A sequence in mathematics is simply an ordered list of numbers. Each number in the sequence is referred to as a term. Sequences are often represented using a format like: a_1, a_2, a_3, ..., a_n, where each "a" with a subscript represents each term in the sequence. In essence, sequences help us identify patterns, predict subsequent numbers, and often provide a basis for various mathematical concepts.
A sequence can be finite or infinite depending on the question or context. The rhyme in this exercise involves a specific, finite sequence involving the counting of wives, sacks, cats, and kits. Recognizing these sequences helps set the stage for solving more complex problems.
Sequences can be arithmetic, where each term increases by a constant difference, or geometric, where each term is multiplied by a constant factor. The rhyme in question involves a geometric sequence, which leads us to our next topic.
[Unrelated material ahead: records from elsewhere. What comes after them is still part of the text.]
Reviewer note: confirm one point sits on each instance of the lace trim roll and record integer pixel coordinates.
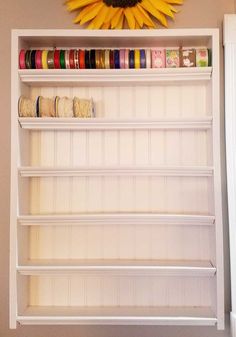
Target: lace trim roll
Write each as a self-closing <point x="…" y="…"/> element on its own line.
<point x="27" y="107"/>
<point x="64" y="107"/>
<point x="56" y="107"/>
<point x="83" y="108"/>
<point x="46" y="107"/>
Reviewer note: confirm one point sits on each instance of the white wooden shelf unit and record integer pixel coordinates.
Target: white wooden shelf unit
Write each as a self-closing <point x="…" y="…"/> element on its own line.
<point x="117" y="219"/>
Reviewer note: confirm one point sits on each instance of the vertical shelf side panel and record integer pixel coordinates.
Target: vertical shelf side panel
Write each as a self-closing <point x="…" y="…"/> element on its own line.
<point x="217" y="182"/>
<point x="230" y="132"/>
<point x="14" y="180"/>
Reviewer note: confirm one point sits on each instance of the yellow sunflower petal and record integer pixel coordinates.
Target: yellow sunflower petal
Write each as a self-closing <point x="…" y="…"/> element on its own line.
<point x="146" y="4"/>
<point x="146" y="18"/>
<point x="137" y="25"/>
<point x="111" y="13"/>
<point x="173" y="9"/>
<point x="76" y="4"/>
<point x="129" y="17"/>
<point x="99" y="19"/>
<point x="91" y="14"/>
<point x="106" y="25"/>
<point x="162" y="7"/>
<point x="120" y="22"/>
<point x="84" y="11"/>
<point x="175" y="2"/>
<point x="116" y="18"/>
<point x="137" y="15"/>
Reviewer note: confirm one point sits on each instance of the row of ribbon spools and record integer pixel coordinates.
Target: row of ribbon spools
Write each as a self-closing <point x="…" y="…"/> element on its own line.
<point x="114" y="59"/>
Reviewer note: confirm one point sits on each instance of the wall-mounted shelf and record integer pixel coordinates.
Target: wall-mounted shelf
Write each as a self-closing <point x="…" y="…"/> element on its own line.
<point x="114" y="124"/>
<point x="117" y="219"/>
<point x="123" y="316"/>
<point x="113" y="76"/>
<point x="115" y="171"/>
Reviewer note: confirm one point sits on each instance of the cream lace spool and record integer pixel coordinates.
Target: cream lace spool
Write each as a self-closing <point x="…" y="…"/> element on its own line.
<point x="64" y="107"/>
<point x="83" y="108"/>
<point x="27" y="107"/>
<point x="46" y="107"/>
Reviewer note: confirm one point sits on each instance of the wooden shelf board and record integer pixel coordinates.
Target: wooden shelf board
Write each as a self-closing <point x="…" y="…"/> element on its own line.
<point x="61" y="77"/>
<point x="118" y="315"/>
<point x="31" y="171"/>
<point x="150" y="267"/>
<point x="56" y="123"/>
<point x="116" y="218"/>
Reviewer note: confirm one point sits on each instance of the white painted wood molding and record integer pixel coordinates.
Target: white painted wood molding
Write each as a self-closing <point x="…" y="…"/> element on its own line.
<point x="230" y="125"/>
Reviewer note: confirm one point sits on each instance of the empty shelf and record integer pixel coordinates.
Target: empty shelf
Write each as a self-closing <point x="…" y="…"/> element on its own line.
<point x="127" y="267"/>
<point x="117" y="218"/>
<point x="38" y="77"/>
<point x="114" y="124"/>
<point x="31" y="171"/>
<point x="118" y="315"/>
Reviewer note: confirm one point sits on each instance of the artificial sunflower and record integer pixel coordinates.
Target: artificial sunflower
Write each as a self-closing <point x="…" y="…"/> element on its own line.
<point x="112" y="14"/>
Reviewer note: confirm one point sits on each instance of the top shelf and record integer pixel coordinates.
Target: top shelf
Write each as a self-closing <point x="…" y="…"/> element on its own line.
<point x="60" y="77"/>
<point x="118" y="38"/>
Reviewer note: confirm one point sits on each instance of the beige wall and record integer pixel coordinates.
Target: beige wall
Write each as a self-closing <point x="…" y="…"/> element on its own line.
<point x="52" y="14"/>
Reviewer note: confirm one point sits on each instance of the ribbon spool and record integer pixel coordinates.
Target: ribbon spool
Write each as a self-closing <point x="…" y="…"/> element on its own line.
<point x="64" y="107"/>
<point x="46" y="107"/>
<point x="83" y="108"/>
<point x="27" y="107"/>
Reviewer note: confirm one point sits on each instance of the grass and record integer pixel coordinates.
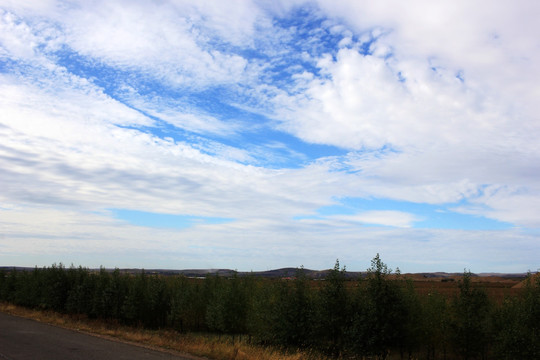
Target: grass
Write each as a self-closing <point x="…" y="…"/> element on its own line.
<point x="193" y="345"/>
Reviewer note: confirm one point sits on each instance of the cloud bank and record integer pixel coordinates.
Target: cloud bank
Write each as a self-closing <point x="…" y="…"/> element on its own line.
<point x="269" y="115"/>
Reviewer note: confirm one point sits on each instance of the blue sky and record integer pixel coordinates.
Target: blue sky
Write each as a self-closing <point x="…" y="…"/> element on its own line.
<point x="258" y="135"/>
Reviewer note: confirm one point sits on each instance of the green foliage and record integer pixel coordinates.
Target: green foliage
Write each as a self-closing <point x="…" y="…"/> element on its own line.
<point x="470" y="321"/>
<point x="332" y="312"/>
<point x="518" y="324"/>
<point x="380" y="315"/>
<point x="377" y="315"/>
When dealing with sequences, a geometric sequence stands out due to its unique pattern. In a geometric sequence, each term is found by multiplying the previous term by a constant value known as the "common ratio."
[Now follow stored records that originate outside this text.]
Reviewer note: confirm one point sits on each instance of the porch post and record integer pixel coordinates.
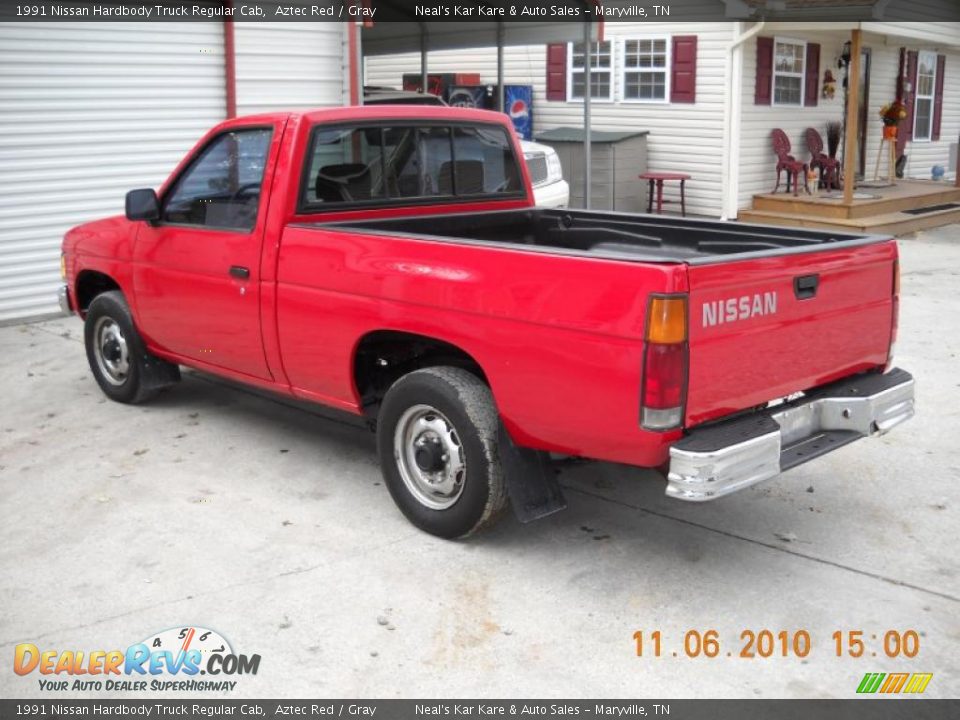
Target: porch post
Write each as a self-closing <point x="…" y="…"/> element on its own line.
<point x="500" y="90"/>
<point x="587" y="92"/>
<point x="853" y="107"/>
<point x="424" y="85"/>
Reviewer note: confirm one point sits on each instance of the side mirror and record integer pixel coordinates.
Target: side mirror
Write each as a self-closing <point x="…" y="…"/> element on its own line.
<point x="142" y="205"/>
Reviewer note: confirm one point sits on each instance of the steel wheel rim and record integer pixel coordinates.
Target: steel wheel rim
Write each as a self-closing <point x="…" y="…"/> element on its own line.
<point x="111" y="351"/>
<point x="430" y="457"/>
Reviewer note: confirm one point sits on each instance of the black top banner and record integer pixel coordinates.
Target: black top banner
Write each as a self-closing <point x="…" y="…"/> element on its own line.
<point x="505" y="11"/>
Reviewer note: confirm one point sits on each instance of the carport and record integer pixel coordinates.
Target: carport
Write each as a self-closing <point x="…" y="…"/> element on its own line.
<point x="399" y="29"/>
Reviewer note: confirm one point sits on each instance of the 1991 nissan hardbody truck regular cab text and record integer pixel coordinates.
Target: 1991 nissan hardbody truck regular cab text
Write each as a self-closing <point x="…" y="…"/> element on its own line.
<point x="388" y="261"/>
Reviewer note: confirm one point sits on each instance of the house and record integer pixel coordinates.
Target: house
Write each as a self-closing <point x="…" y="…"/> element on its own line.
<point x="90" y="110"/>
<point x="709" y="93"/>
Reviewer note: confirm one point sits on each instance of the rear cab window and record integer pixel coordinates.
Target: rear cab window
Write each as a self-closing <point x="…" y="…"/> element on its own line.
<point x="407" y="163"/>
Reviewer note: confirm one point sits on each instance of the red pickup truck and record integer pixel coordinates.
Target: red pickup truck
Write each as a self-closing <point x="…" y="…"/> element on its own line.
<point x="389" y="262"/>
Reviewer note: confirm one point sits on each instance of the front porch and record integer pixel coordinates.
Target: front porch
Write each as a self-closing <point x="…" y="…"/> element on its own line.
<point x="905" y="207"/>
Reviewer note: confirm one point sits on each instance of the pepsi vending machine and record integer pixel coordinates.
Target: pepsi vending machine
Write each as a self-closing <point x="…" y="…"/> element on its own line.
<point x="518" y="100"/>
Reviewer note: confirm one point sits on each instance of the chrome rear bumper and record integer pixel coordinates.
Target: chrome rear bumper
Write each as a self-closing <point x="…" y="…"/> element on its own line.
<point x="719" y="459"/>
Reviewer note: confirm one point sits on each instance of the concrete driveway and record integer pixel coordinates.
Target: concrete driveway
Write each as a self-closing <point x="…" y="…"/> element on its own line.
<point x="218" y="508"/>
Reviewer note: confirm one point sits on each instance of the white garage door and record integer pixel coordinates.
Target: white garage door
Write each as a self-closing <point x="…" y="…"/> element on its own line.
<point x="87" y="112"/>
<point x="290" y="66"/>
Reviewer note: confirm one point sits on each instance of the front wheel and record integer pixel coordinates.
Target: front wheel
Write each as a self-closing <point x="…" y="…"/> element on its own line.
<point x="121" y="365"/>
<point x="437" y="441"/>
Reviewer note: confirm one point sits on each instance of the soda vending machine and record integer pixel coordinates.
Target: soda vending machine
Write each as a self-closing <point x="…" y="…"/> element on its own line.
<point x="518" y="104"/>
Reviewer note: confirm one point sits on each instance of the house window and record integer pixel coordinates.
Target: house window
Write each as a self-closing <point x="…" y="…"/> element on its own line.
<point x="788" y="71"/>
<point x="926" y="88"/>
<point x="645" y="75"/>
<point x="601" y="71"/>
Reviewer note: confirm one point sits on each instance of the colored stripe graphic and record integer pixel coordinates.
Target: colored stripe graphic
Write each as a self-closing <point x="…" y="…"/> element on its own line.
<point x="870" y="682"/>
<point x="918" y="683"/>
<point x="894" y="683"/>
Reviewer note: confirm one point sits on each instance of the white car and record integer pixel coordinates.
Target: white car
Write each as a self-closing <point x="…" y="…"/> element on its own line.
<point x="546" y="174"/>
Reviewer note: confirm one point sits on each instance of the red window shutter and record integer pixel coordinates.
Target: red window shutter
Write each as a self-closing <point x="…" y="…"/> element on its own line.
<point x="763" y="91"/>
<point x="938" y="97"/>
<point x="683" y="74"/>
<point x="811" y="90"/>
<point x="909" y="96"/>
<point x="557" y="71"/>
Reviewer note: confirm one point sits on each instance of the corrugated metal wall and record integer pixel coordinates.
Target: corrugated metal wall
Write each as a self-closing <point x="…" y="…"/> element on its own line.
<point x="87" y="112"/>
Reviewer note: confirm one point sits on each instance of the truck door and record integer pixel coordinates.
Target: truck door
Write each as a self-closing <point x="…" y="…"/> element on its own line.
<point x="197" y="269"/>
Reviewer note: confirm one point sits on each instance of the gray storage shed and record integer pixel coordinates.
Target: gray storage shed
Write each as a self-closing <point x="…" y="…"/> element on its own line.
<point x="618" y="158"/>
For example, in our problem, each group of quantities (wives, sacks, cats, and kits) multiplies by 7, the common ratio. Starting from the 7 wives, we proceed to 7^2 sacks, 7^3 cats, and 7^4 kits. The power of multiplication here becomes apparent as the numbers quickly grow larger.
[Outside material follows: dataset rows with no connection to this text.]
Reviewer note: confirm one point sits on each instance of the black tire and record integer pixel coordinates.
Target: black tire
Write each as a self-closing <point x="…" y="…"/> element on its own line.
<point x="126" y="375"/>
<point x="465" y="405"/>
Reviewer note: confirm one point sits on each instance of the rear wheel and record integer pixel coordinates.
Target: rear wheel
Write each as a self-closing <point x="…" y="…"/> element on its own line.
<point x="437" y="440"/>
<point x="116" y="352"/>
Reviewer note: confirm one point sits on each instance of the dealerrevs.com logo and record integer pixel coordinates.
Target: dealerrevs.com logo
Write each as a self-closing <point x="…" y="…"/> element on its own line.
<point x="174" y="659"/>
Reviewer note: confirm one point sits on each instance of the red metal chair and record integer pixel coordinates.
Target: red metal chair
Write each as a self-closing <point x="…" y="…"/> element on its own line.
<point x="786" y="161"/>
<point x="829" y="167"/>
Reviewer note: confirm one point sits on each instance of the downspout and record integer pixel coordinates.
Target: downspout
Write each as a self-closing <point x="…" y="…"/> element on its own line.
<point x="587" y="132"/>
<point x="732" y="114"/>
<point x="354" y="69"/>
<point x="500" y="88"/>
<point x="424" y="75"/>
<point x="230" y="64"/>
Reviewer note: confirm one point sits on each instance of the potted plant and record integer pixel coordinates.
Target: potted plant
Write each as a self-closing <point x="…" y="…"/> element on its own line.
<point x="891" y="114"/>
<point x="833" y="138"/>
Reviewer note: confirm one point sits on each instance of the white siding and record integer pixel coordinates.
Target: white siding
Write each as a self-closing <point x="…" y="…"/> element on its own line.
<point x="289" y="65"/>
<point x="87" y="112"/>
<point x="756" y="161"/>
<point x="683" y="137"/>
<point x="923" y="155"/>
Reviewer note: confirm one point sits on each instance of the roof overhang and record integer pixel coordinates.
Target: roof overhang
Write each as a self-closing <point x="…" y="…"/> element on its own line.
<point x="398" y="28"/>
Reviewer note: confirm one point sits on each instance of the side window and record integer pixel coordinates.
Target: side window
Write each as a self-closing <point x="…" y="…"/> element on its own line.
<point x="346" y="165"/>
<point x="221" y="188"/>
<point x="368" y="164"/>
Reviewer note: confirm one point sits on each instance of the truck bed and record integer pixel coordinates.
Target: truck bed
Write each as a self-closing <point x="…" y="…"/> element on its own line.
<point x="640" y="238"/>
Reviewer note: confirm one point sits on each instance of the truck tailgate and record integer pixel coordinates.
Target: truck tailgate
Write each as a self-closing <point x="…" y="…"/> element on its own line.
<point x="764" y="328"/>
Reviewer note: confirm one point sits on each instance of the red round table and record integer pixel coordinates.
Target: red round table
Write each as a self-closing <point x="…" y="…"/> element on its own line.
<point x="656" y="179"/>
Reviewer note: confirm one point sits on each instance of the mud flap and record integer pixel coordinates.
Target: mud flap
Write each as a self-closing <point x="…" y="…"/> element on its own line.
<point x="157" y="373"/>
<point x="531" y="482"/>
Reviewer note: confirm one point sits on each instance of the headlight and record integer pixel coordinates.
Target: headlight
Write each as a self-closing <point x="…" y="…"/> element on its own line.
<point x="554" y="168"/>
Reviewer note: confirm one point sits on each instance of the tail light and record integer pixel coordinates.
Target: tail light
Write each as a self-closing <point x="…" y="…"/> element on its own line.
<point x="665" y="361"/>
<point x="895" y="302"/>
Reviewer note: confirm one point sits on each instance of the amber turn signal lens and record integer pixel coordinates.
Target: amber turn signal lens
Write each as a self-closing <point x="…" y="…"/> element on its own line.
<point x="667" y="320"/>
Understanding geometric sequences is crucial because they form the basis for calculating sums, recognizing where each term comes from, and knowing the progression of values. This sequence's functionality leads directly into summing its terms, or finding the partial sum.

The concept of a partial sum is vital when working with sequences, particularly when the sequence is geometric. A partial sum is the result of adding the first several terms of a sequence, rather than the entire sequence, which might be endless.
In the context of the rhyme, we calculate a partial sum of the geometric sequence to find the total companions of the man: the sum of 7, 7^2, 7^3, and 7^4. To achieve this, we use the geometric series sum formula: \[ S_n = a \frac{r^n - 1}{r - 1} \]where "a" is the first term (here, 7), "r" is the common ratio (also 7), and "n" is the number of terms (4 in our example).
Plugging the values into the formula gives us the partial sum: \[ S_4 = 7 \frac{7^4 - 1}{6} = 2800 \].
The exercise cleverly wraps up by challenging common assumptions directly posed by the rhyme. Although this calculated group wasn't confirmed to be going to St. Ives according to the riddle's traditional interpretation, the mathematical exercise is fruitful in demonstrating the application of partial sums in a geometric sequence.